Yesterday, for the first time, 10 became five, when hydrogen fuel cell innovator Ballard Power (Nasdaq: BLDP) released a statement making a "public commitment" to "demonstrate the commercial viability of automotive fuel cell stack technology by 2010." What that means, Ballard went on to elaborate, is that within the next five years, Ballard is going to prove that it's possible to build a fuel cell stack that can take the internal combustion engine's place in running a car. To fulfill its commitment, the company will need to come up with a stack that has at least a 5,000-hour lifespan (enough to travel about 136,000 miles) before it needs to be replaced, that can operate in minus-30-degree Celsius conditions and produce a satisfactory amount of locomotive power, and that can be manufactured at a commercially viable price.

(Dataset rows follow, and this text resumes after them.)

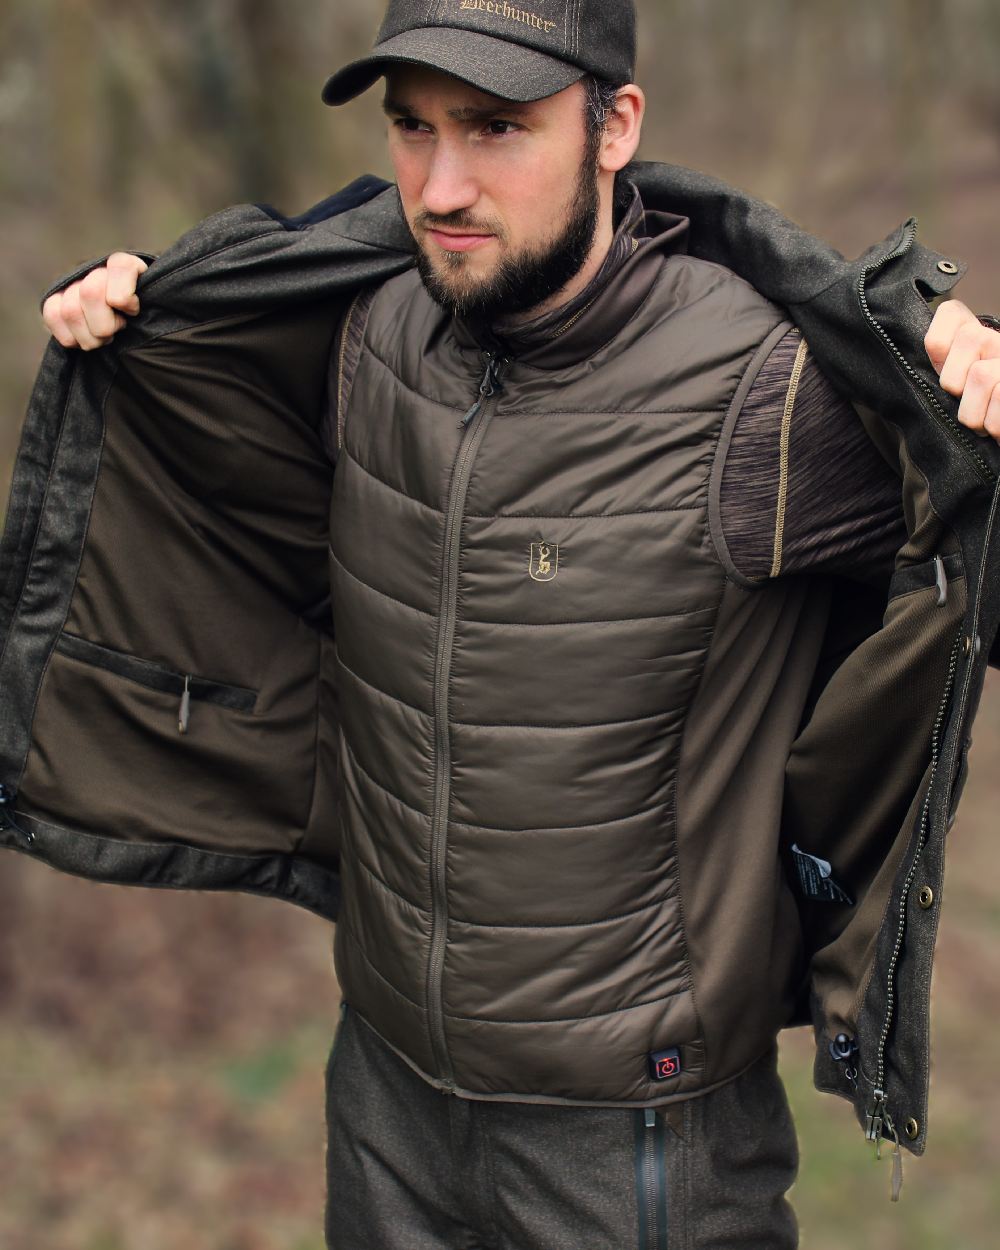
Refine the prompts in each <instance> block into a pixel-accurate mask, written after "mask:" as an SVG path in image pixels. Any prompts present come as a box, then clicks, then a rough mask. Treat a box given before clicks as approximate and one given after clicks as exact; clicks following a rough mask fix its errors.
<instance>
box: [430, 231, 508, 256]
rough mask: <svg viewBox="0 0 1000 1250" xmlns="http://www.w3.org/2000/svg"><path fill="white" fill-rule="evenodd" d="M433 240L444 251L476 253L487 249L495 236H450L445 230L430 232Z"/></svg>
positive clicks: (452, 234) (476, 235)
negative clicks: (462, 251) (480, 247)
mask: <svg viewBox="0 0 1000 1250" xmlns="http://www.w3.org/2000/svg"><path fill="white" fill-rule="evenodd" d="M427 234H429V235H430V236H431V239H432V240H434V241H435V242H436V244H437V246H439V247H441V249H442V250H444V251H474V250H475V249H476V247H485V245H486V244H487V242H490V240H491V239H494V237H495V235H475V234H450V232H447V231H445V230H427Z"/></svg>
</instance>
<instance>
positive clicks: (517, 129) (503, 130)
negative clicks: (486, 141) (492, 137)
mask: <svg viewBox="0 0 1000 1250" xmlns="http://www.w3.org/2000/svg"><path fill="white" fill-rule="evenodd" d="M519 129H520V126H517V125H516V124H515V123H512V121H504V120H502V119H501V118H494V120H492V121H487V123H486V131H487V134H490V135H496V136H497V138H502V136H504V135H512V134H514V133H515V130H519Z"/></svg>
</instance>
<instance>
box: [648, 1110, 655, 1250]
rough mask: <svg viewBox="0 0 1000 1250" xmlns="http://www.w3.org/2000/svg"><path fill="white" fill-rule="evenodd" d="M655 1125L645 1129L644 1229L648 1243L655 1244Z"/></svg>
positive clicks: (652, 1244)
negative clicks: (645, 1164)
mask: <svg viewBox="0 0 1000 1250" xmlns="http://www.w3.org/2000/svg"><path fill="white" fill-rule="evenodd" d="M655 1133H656V1128H655V1125H652V1126H650V1128H647V1129H646V1220H647V1224H646V1229H647V1238H646V1240H647V1244H649V1245H650V1246H652V1248H655V1246H656V1154H655V1150H656V1143H655V1140H654V1139H655Z"/></svg>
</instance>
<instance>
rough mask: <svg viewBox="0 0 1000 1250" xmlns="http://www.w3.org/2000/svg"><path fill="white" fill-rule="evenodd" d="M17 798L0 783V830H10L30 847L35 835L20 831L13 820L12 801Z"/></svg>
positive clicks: (24, 831) (11, 792)
mask: <svg viewBox="0 0 1000 1250" xmlns="http://www.w3.org/2000/svg"><path fill="white" fill-rule="evenodd" d="M16 798H17V795H16V794H15V791H14V790H11V789H10V786H9V785H4V784H2V781H0V829H12V830H14V831H15V833H17V834H20V835H21V838H24V840H25V843H26V844H27V845H29V846H30V845H31V843H34V840H35V835H34V834H32V833H29V830H26V829H21V826H20V825H19V824H17V821H16V820H15V819H14V801H15V799H16Z"/></svg>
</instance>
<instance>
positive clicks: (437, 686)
mask: <svg viewBox="0 0 1000 1250" xmlns="http://www.w3.org/2000/svg"><path fill="white" fill-rule="evenodd" d="M506 364H507V361H506V359H505V357H502V356H499V355H497V354H496V352H491V354H490V355H489V356H487V359H486V369H485V372H484V375H482V381H481V382H480V385H479V395H477V396H476V400H475V402H474V404H472V406H471V407H470V409H469V411H467V412H466V414H465V415H464V416H462V419H461V421H460V422H459V425H460V429H461V431H462V432H461V442H460V444H459V451H457V455H456V457H455V465H454V467H452V470H451V484H450V486H449V500H447V516H446V520H445V541H444V552H442V557H441V592H440V601H439V611H437V647H436V661H435V671H434V734H435V755H436V769H435V784H434V814H432V818H431V849H430V890H431V906H432V919H431V939H430V956H429V959H427V1014H429V1025H430V1039H431V1049H432V1051H434V1059H435V1066H436V1069H437V1071H439V1073H440V1074H441V1075H442V1079H444V1084H445V1088H446V1089H454V1086H455V1080H454V1073H452V1070H451V1059H450V1056H449V1053H447V1041H446V1039H445V1025H444V1001H442V1000H444V988H442V984H441V974H442V970H444V959H445V943H446V939H447V885H446V875H447V864H446V844H447V816H449V808H450V803H451V736H450V730H449V686H450V682H451V654H452V649H454V644H455V617H456V614H457V597H459V592H457V581H459V557H460V554H461V522H462V516H464V512H465V496H466V494H467V491H469V479H470V476H471V474H472V462H474V461H475V457H476V452H477V451H479V447H480V445H481V442H482V439H484V436H485V434H486V427H487V426H489V424H490V421H491V419H492V415H494V412H495V411H496V402H497V400H496V396H497V394H499V391H500V389H501V385H502V376H504V371H505V369H506Z"/></svg>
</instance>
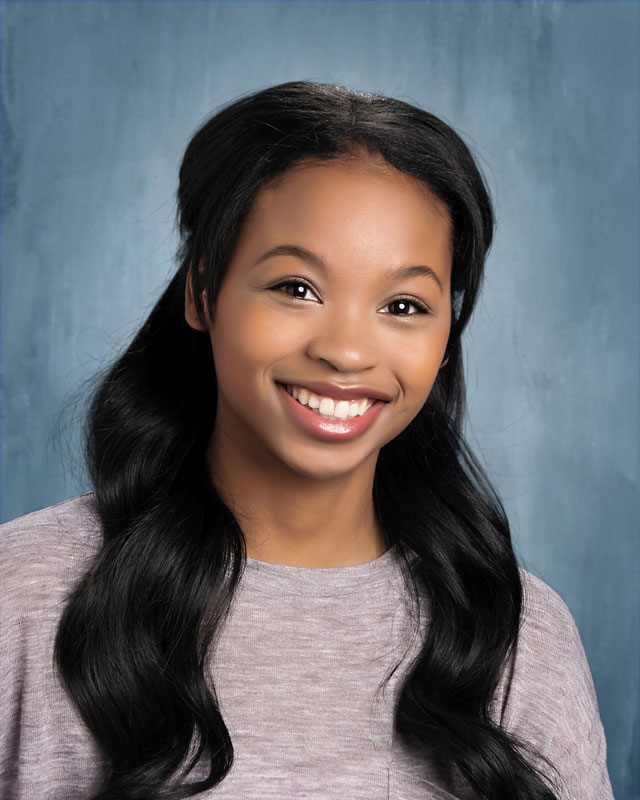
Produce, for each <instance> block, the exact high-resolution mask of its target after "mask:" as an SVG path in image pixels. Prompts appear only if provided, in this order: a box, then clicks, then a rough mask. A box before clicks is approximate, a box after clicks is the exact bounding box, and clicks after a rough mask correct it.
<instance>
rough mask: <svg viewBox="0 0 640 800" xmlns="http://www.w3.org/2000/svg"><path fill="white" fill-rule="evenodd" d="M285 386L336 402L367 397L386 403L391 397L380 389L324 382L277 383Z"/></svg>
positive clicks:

That last one is key -- because the fact of the matter is that we already do have some fuel-cell-operated vehicles on the road today. But they don't come cheap. In fact, on the same day that Ballard released its announcement, General Motors (NYSE: GM) announced that it has inked a deal with the U.S. Department of Energy (DOE) to build a 40-vehicle fleet of fuel cell cars to demonstrate the technology's commercial viability. This deal will stretch over the next five years (there's that new number again) and cost a total of $88 million, with half coming out of GM's pocket and the DOE (that's you and me, my fellow taxpayer) anteing up the other half.

Break out your handy-dandy calculator now, and you'll see that each of these vehicles costs a whopping $2.2 million. "Commercially viable" for Messrs. Gates and Buffett, perhaps, but for the rest of us -- we're not quite there yet.